The drama does have its side of flaws too in the second hour after a rivetting first hour. The element of horror of the boy seeing someone getting chopped perhaps could have been fleshed out slightly better at the halfway mark. There are brief moments of lag in the second hour as well where you can definitely see a twist coming from a mile(an issue that I had with the original too). But the makers were self aware of one of the mysteries here and they did well to not put the focus on it(like the original had done through a set of scenes where THAT character was wearing a certain set of clothes). This does allow the audience to be mildly startled on its final reveal. Also a few scenes from the original are tactfully edited out which helps in the screenplay being focused.

The final act here did make a lot more sense and an effort was made to slow things down as opposed to a rushed final act in the original. So in many ways the adaptation here is better than the original(apart from the technical aspects which I will get to in my next section).

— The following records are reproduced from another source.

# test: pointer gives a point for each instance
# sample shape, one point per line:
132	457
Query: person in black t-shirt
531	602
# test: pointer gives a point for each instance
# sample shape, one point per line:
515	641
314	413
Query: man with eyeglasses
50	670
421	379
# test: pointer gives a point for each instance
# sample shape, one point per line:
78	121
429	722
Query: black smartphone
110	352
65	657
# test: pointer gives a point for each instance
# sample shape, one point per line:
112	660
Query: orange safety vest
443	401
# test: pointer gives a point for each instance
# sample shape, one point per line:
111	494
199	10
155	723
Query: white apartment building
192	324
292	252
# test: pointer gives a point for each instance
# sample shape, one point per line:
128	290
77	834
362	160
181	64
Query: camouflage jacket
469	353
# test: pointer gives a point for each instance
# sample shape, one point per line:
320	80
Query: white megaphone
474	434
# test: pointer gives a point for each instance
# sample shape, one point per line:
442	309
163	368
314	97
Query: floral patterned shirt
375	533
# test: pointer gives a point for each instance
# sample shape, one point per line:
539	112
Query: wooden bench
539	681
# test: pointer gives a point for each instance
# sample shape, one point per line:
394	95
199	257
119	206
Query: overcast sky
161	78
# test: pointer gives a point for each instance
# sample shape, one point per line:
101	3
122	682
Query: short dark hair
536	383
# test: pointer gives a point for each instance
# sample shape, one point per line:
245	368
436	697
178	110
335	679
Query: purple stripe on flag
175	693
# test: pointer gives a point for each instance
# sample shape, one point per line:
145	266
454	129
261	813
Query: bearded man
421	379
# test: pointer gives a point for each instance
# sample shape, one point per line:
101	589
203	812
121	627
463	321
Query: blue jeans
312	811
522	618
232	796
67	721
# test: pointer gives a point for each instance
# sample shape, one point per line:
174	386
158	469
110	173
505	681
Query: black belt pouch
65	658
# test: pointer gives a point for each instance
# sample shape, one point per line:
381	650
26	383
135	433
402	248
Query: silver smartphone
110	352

Dialogues, Music & Direction

The dialogues just feel smooth and natural as is the case with any Anurag Kashyap film. The music is decent but the BGM is outstanding and it stood its ground even when things were slightly beginning to fall apart. It would be safe to say that the BGM does its bit in holding the drama together. The cinematography is excellent and the camera angles do create a certain ambience to the drama. Which brings me to the editing!

The editing was really choppy in the original, something that I had pointed out in my review too. But here the editing is crisp and it maintains the flow of the drama which is so important for a time travel film. It is one of the unsung heroes of this film and one of the major reasons why Dobaaraa is a much better film than Mirage.

Director Anurag Kashyap does a fabulous job here yet again. I wouldn’t say this is his absolute best as being his ardent fan I have seen his better works too. But despite that, he has done a swell job in creating a unique identity of this film through his world building and his grasp of the subject.


The performances are outstanding here. Medini Kelawane, Nidhi Singh, Nasser, Priti Shroff and Madhurima Roy all are brilliant despite a limited screentime. Sukant Goel as Abhishek is such an outstanding actor. One of my favourite scenes involves him in the second half which seemed extempore and wonderful to watch. I really wish to watch more of him in prominent roles. Saswata Chatterjee as Raja Ghosh does a pretty good job in an underwritten character(like the original).

Himanshi Choudhry as Sheila is wonderfully restrained and does a good job. Vidusshi Mehra as the mother of Anek has a good screen presence and does a swell job. Rahul Bhat as Vikas is excellent and it was an absolute pleasure to watch him onscreen. I wonder why isn’t he seen more often in films or webseries. Pavail Gulati as the cop is pretty good although I did feel that his character was a shade underwritten as compared to the original. But he does a wonderful job. Taapsee Pannu as Antara is natural to the core here. She lives every beat of her character which has so many shades to it and comes out a winner!


Dobaaraa is an intriguing drama that corrects most of the flaws in Mirage thus making it a better rendition of the original. Available in a theatre near you.